Bashar Lulua (بشار لؤلؤة; 19 September 1963) is a Cambridge-based freelance orchestra conductor of Arab heritage. He is the founding conductor & manager of the 'Ur Performing Arts ensemble.

== Early life ==
Lulua was born in Damascus, Syria on 19 September 1963 to an Iraqi father and a Palestinian mother who had met in Cleveland, Ohio, while working on their graduate degrees in English literature.

He received his initial musical education at the Baghdad Conservatoire (or the Model School of Music & Ballet, 1970–71; 1972–81), where he was classically trained by Soviet, Hungarian, and Arab music teachers, and spent some of his formative years in Kuwait City (1967–70), and Cambridge, England (1971–72), where he began to learn English at the Church of England Grantchester Primary School. He pursued his musical studies in Vienna and Salzburg (1981–85), Kent, Ohio (1985–88), Austin, Texas (1988–93), as well as San Francisco, and Los Angeles, California (1994–96 and 1998–2000, respectively).

== Career ==
Having studied conducting privately with Peter Richter de Rangenier at the Vienna Music University, with Frank Wiley at Kent State University, Kent, Ohio, and with Louis Lane at The University of Texas at Austin, Lulua received further practical training from the San Francisco Symphony and the Los Angeles Philharmonic Orchestra, Herbert Blomstedt and Esa-Pekka Salonen, music directors, respectively.

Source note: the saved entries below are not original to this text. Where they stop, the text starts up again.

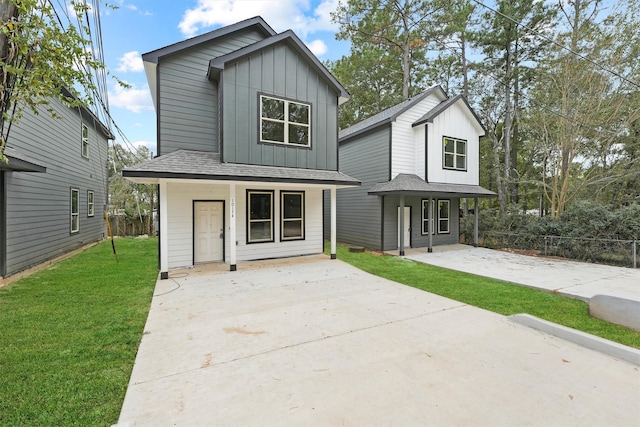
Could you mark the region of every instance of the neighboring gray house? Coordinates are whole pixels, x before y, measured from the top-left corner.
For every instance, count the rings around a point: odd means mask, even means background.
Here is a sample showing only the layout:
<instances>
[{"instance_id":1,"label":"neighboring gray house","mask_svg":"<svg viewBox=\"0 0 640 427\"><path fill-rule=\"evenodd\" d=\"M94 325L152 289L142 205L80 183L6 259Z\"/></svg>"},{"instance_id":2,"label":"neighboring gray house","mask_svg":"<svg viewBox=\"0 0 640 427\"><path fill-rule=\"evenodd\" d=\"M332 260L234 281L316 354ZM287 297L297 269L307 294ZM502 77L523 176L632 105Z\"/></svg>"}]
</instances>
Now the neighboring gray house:
<instances>
[{"instance_id":1,"label":"neighboring gray house","mask_svg":"<svg viewBox=\"0 0 640 427\"><path fill-rule=\"evenodd\" d=\"M342 130L340 169L362 186L338 192L338 240L401 255L458 243L460 199L495 196L478 185L484 133L440 86Z\"/></svg>"},{"instance_id":2,"label":"neighboring gray house","mask_svg":"<svg viewBox=\"0 0 640 427\"><path fill-rule=\"evenodd\" d=\"M0 162L0 278L105 237L108 140L84 108L24 111Z\"/></svg>"},{"instance_id":3,"label":"neighboring gray house","mask_svg":"<svg viewBox=\"0 0 640 427\"><path fill-rule=\"evenodd\" d=\"M300 39L256 17L142 59L158 156L123 176L159 185L161 277L322 253L323 190L335 208L336 189L359 183L338 171L349 95Z\"/></svg>"}]
</instances>

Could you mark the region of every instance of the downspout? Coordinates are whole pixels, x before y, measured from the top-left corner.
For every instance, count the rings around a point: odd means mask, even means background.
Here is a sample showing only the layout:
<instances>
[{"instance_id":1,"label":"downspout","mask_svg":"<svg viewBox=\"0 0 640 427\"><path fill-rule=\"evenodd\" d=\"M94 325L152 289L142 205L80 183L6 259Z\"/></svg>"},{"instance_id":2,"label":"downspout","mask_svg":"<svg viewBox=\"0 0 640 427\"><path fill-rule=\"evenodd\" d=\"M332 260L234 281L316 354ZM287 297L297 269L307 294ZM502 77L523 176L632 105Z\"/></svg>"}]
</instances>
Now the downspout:
<instances>
[{"instance_id":1,"label":"downspout","mask_svg":"<svg viewBox=\"0 0 640 427\"><path fill-rule=\"evenodd\" d=\"M431 227L431 222L433 221L433 211L432 211L432 207L433 206L433 197L429 196L429 208L427 209L427 228L429 228L429 247L427 248L427 252L431 253L433 252L433 233L431 231L432 227Z\"/></svg>"},{"instance_id":2,"label":"downspout","mask_svg":"<svg viewBox=\"0 0 640 427\"><path fill-rule=\"evenodd\" d=\"M7 273L7 192L5 172L0 171L0 279Z\"/></svg>"},{"instance_id":3,"label":"downspout","mask_svg":"<svg viewBox=\"0 0 640 427\"><path fill-rule=\"evenodd\" d=\"M480 207L478 206L478 198L473 198L473 247L478 247L478 210Z\"/></svg>"},{"instance_id":4,"label":"downspout","mask_svg":"<svg viewBox=\"0 0 640 427\"><path fill-rule=\"evenodd\" d=\"M400 248L398 255L404 256L404 194L400 195Z\"/></svg>"}]
</instances>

Since 1978, Lulua has conducted performances in the Arab world, Europe, and the United States. He has also founded several orchestras, including The 'Ur Orchestra in Austin, Texas and Philharmonia Scotland in Glasgow.

Lulua was invited by the renowned London-based American composer Stephen Montague to contribute to the BBC Symphony Orchestra-sponsored "John Cage UnCaged Musicircus" at the Barbican Centre, London, in January 2004. Lulua's contribution was to guide a performance of Christian Wolff (composer)'s Burdocks (1970-71) with the Harrow Symphony Orchestra's New Music Ensemble.

While residing in Berlin from 2008 to 2009, Lulua co-translated, alongside the chairman of the German Department, Baghdad University, the best-selling historical German novel Die Karawanenkönigin by Tessa Korber into Arabic. This translation was published in Berlin in 2009.

In a 2009 masterclass presided over by Maestro Jorma Panula with the Rousse Philharmonic Orchestra in Bulgaria, Bashar conducted the first movement of the Resurrection Symphony by Gustav Mahler. Lulua returned to Bulgaria in 2013 to conduct Act 3 of Giacomo Puccini's La bohème at the Burgas State Opera.

Lulua is the Principal Guest Conductor of the Camerata Miskolc in Miskolc, Hungary, with whom he recorded rarely performed works, such as Antonín Dvořák's Notturno in B, op. 40, Carl Nielsen's Little Suite for strings, op. 1, and Jean Sibelius' Romance in C, op. 42, Impromptu, and Rakastava (The Lover), op. 14, in May 2011.

== Personal life ==
He is a naturalised citizen of the United Kingdom.